Antony Butts first came to Donetsk in April 2014 and met people who became the work-a-day rebels at the barricades while building a new country. As they gradually let him into their lives, he began working on an extensive record of what has been happening in the region - chaos, adventure, geopolitics, opportunism, heroism, and broken lives, revealing the psychology and motivations of these men and women creating a "new country".
Over a two-year period, "DIY Country" captures the origins and evolution of the Donetsk People's Republic in East Ukraine from hopeful and naive beginnings, to hate, destruction and infighting. In the first part we follow the sinister and at times comical mechanics of how our heroes make a Revolution that will immediately eat them up. In the second part we will see them trying to find a role to play in the new State, as power is once again taken away from the people.
All ticket money to go to the Disasters Emergency Committee Ukraine Appeal.
Ukraine fundraiser film series - April and May 2022
This film is the third in a series of three fundraising screenings to raise money for the people of Ukraine.

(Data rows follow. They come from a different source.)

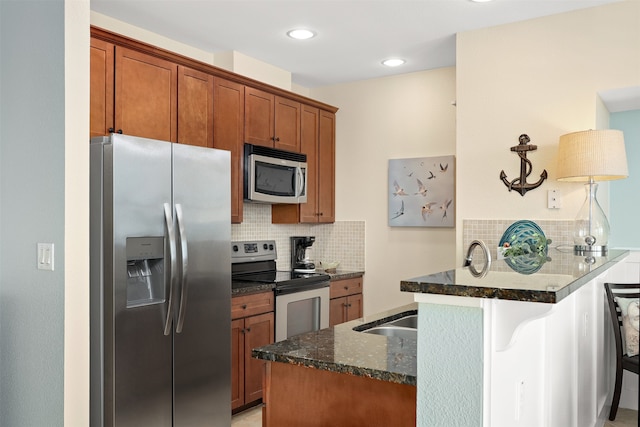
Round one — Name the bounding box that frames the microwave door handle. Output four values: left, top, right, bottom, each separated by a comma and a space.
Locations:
176, 203, 189, 334
296, 167, 304, 197
163, 203, 177, 335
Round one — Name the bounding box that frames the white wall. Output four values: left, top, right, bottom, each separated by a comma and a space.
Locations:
310, 68, 456, 314
65, 0, 89, 427
456, 0, 640, 260
0, 0, 72, 426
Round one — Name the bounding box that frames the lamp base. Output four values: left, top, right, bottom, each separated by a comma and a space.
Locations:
573, 245, 608, 256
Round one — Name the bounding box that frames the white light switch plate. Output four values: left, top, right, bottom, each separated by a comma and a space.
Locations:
547, 190, 562, 209
37, 243, 54, 271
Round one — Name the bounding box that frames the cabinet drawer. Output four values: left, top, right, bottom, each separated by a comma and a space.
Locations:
330, 277, 362, 298
231, 292, 274, 319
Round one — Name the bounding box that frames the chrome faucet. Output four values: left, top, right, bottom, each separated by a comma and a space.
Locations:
462, 240, 491, 277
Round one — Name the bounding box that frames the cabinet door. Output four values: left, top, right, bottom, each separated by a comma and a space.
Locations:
244, 312, 274, 404
244, 87, 275, 147
115, 46, 178, 142
274, 96, 301, 153
178, 66, 213, 148
300, 105, 320, 222
317, 111, 336, 223
329, 297, 347, 326
89, 38, 115, 137
231, 319, 244, 409
213, 77, 245, 224
345, 294, 362, 322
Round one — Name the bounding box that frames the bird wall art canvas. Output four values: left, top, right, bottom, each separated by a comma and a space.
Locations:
388, 156, 455, 227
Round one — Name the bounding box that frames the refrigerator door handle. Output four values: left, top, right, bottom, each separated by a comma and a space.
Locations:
164, 203, 177, 335
176, 203, 189, 333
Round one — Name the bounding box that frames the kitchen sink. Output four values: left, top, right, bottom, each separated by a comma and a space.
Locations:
353, 310, 418, 340
362, 326, 418, 340
381, 314, 418, 329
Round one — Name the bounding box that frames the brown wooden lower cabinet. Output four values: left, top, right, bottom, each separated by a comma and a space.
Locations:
262, 362, 416, 427
329, 277, 362, 326
231, 292, 274, 410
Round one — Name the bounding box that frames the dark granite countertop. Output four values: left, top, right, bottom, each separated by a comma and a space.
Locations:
252, 303, 418, 385
231, 270, 364, 297
328, 270, 364, 281
231, 280, 275, 297
400, 249, 629, 303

Find out more about the series >>
About Antony Butts:
Antony is a Russian-speaking documentary maker and video journalist. He is passionate about films featuring characters with both good and bad qualities, who struggle in a complex world that is often politically entrenched. The results are films that are often full of absurdity and unintentional comedy, and challenge the viewer to engage with both sides of a highly contentious issue, yet avoid being divisively polemical. Antony worked on the Oscar long-listed “Pussy Riot: A Punk Prayer” as a cameraman, and won an Amnesty International Award for filming in the North Caucasus.